DEI quotas were one reason Kamala Harris lost the recent American election, with the result that Trump is going to roll them back. The system of quotas in India is more deeply entrenched with support from all political parties and now there is a competitive push for even more extensive socialist freebies. The argument can be made that if growth in the West had not led to opportunities for Indians to excel and send money back to India, India would have continued in its socialist dystopia of the pre-80s era.
It appears that the political future in the age of AI won’t be the unipolar world that emerged after the collapse of the Soviet Union in 1991. As the world globalizes further, the cultural clash between new immigrant groups that espouse radical sectarianism and the host populations will sharpen.

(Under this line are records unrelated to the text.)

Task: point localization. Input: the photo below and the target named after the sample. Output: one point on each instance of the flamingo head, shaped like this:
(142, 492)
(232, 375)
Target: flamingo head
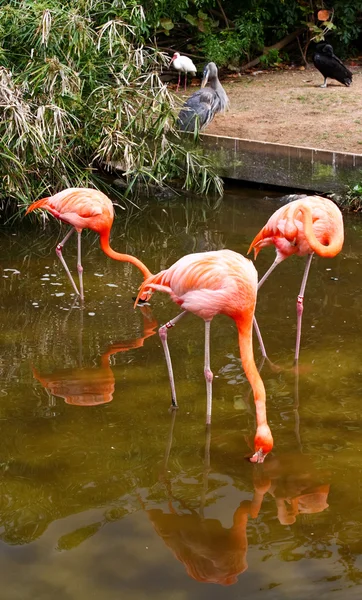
(263, 443)
(175, 56)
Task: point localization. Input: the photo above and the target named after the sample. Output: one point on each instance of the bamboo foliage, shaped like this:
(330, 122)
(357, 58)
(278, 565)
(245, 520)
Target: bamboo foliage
(78, 87)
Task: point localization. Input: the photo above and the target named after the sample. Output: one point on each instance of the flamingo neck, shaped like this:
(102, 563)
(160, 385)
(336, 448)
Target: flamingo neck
(104, 241)
(334, 246)
(263, 439)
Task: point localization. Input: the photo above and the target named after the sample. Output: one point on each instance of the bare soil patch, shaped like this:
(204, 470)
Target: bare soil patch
(289, 107)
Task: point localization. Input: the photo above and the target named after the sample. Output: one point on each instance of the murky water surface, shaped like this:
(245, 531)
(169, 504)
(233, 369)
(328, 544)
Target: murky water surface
(89, 508)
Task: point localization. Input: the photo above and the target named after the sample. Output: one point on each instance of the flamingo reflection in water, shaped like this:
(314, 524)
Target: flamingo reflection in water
(94, 386)
(212, 553)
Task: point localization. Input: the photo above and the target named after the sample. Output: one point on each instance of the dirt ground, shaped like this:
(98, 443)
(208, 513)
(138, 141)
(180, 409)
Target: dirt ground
(289, 107)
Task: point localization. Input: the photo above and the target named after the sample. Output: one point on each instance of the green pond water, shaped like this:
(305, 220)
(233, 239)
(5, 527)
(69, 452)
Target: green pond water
(90, 508)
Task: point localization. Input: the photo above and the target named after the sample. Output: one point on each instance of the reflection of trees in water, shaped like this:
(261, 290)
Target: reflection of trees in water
(212, 553)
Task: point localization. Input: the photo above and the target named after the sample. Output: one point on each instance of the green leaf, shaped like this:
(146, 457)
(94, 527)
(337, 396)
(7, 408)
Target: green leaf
(192, 20)
(167, 24)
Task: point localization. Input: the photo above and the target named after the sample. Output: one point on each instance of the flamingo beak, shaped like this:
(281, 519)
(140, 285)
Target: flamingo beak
(258, 457)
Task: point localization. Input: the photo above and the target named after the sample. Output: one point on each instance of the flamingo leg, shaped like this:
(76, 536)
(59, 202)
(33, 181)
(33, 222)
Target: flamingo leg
(256, 326)
(163, 336)
(208, 373)
(206, 471)
(79, 266)
(300, 305)
(59, 254)
(260, 339)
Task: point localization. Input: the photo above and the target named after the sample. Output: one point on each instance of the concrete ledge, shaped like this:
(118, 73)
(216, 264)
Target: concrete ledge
(279, 164)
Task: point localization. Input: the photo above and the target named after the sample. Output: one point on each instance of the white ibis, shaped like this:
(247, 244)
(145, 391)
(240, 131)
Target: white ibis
(203, 105)
(183, 64)
(330, 65)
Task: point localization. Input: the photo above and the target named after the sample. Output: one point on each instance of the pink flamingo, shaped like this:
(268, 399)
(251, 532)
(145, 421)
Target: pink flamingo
(85, 208)
(302, 227)
(207, 284)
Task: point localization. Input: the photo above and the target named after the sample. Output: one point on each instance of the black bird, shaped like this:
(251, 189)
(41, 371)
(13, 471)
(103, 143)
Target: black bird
(330, 65)
(200, 109)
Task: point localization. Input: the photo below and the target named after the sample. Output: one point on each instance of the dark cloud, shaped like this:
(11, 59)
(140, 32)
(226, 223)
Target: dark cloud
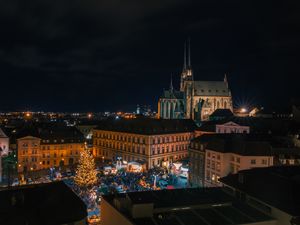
(101, 55)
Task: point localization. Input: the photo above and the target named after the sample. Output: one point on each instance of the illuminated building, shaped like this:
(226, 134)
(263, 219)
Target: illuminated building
(42, 148)
(191, 206)
(200, 98)
(153, 142)
(4, 143)
(216, 156)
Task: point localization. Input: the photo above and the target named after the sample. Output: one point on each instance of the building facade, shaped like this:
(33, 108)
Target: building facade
(152, 142)
(45, 150)
(200, 98)
(216, 156)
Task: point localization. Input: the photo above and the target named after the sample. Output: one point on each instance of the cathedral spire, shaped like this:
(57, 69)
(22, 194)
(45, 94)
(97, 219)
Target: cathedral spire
(225, 78)
(171, 84)
(184, 56)
(189, 53)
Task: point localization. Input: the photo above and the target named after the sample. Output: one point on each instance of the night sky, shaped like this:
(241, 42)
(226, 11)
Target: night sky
(95, 55)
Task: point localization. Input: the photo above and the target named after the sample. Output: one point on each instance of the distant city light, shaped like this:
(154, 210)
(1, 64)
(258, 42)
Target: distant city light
(243, 110)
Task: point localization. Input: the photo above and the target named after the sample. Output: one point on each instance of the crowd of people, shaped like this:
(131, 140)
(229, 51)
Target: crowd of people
(120, 182)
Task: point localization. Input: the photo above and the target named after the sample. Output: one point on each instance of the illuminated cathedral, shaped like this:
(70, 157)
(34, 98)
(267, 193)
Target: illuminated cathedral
(195, 100)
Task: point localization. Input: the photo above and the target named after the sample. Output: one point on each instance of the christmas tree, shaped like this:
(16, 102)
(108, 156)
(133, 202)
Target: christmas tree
(86, 174)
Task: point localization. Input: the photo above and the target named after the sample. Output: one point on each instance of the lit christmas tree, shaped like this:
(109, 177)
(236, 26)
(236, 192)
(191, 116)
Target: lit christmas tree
(86, 174)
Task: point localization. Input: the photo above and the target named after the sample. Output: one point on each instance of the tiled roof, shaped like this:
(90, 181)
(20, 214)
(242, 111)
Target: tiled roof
(148, 126)
(211, 88)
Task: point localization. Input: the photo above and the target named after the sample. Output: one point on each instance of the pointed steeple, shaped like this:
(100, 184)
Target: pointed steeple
(189, 53)
(184, 56)
(225, 78)
(171, 84)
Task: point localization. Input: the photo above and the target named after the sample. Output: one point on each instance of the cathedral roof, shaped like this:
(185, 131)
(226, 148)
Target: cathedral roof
(211, 88)
(172, 94)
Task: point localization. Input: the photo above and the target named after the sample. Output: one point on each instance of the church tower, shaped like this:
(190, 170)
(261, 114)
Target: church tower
(187, 73)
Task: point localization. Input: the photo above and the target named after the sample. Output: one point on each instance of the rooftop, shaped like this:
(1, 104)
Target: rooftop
(195, 206)
(148, 126)
(53, 134)
(211, 88)
(276, 186)
(37, 205)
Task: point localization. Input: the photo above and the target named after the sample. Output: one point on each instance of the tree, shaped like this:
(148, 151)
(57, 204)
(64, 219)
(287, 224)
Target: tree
(86, 174)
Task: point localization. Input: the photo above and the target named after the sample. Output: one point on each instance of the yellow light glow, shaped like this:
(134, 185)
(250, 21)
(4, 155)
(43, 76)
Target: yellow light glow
(243, 110)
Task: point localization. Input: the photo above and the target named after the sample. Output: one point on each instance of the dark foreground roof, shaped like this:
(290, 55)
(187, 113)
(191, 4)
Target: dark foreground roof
(148, 126)
(43, 204)
(224, 113)
(276, 186)
(194, 206)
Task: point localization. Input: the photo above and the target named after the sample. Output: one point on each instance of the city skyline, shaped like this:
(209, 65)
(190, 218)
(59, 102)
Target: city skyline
(58, 56)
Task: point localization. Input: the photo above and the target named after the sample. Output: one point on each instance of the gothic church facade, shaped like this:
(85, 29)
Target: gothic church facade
(195, 100)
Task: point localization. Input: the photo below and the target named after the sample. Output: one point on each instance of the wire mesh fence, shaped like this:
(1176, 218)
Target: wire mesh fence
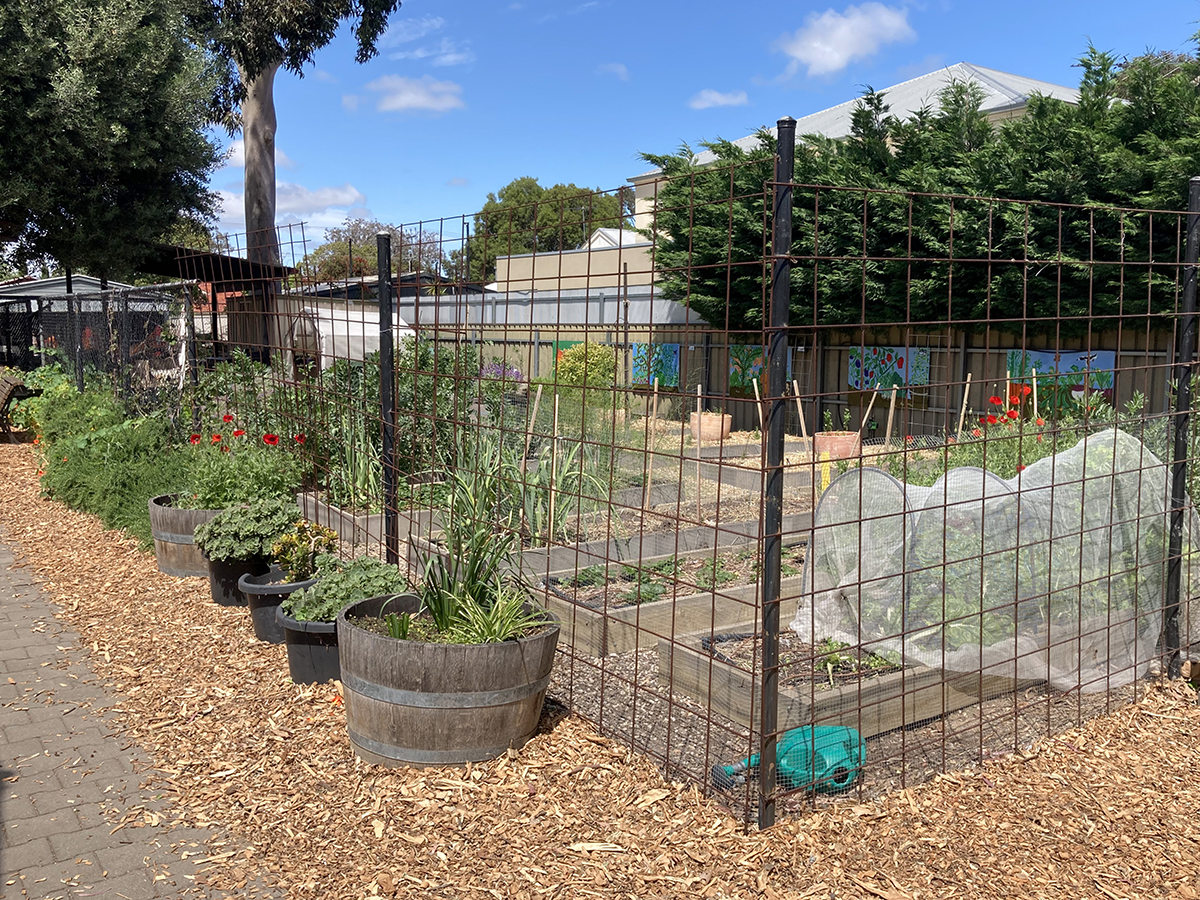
(930, 513)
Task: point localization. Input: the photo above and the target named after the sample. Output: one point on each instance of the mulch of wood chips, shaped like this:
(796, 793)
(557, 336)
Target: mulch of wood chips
(1105, 811)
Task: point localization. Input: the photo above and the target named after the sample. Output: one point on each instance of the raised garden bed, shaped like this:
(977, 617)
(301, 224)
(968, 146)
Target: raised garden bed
(870, 699)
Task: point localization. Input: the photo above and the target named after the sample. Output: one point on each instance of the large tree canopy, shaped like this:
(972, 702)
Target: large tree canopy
(103, 106)
(898, 234)
(526, 217)
(255, 39)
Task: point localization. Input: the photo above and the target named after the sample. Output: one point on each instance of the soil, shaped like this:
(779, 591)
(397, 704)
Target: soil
(1039, 802)
(621, 586)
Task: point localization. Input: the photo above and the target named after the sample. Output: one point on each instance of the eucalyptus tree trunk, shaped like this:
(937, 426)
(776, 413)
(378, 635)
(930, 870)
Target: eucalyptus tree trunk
(258, 125)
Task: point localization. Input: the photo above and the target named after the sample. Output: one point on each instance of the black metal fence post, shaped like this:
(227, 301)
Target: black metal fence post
(388, 400)
(773, 523)
(1183, 360)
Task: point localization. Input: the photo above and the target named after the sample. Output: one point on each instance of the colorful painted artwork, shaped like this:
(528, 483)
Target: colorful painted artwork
(888, 367)
(747, 364)
(657, 360)
(1065, 377)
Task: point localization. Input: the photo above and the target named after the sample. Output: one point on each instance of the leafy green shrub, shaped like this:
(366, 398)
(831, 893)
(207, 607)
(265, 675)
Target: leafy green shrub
(226, 469)
(298, 550)
(247, 532)
(361, 579)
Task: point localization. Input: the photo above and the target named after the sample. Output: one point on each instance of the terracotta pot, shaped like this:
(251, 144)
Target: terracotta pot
(837, 445)
(711, 426)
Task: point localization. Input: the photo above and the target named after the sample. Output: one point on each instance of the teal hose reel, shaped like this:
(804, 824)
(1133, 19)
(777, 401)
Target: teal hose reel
(826, 759)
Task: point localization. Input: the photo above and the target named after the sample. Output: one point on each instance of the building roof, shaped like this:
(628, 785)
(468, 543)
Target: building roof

Europe’s strength overseas during the colonial age was based on the use of overwhelming force, but this policy cannot be used on its own minority immigrant groups. When the fertility rate collapsed, Europe embraced replacement migration without determining if the migrants can or will assimilate. Without assimilation, some European nations will disappear in the coming decades.
My new book The Age of Artificial Intelligence summarizes these developments in AI in the context of evolving geopolitical equations. It also deals with the historical experience of the West, China, and India in coping with major upheavals as that will serve as a template for the response to future AI-triggered disruptions.
AI will continue to bring new benefits to humanity and reduce toil from the daily life of the individual, but it comes with unique ethical, legal, and philosophical challenges. The ubiquity of AI in all aspects of life will be a time of great estrangement from nature with increasing breakdown of social and political institutions.
Also, just as the period of colonial expansion in the 19th century set European nations on a path of conflict that led to the two World Wars, the AI race will also lead to conflict and wars.
Reference
S. Kak, The Age of Artificial Intelligence. 2025.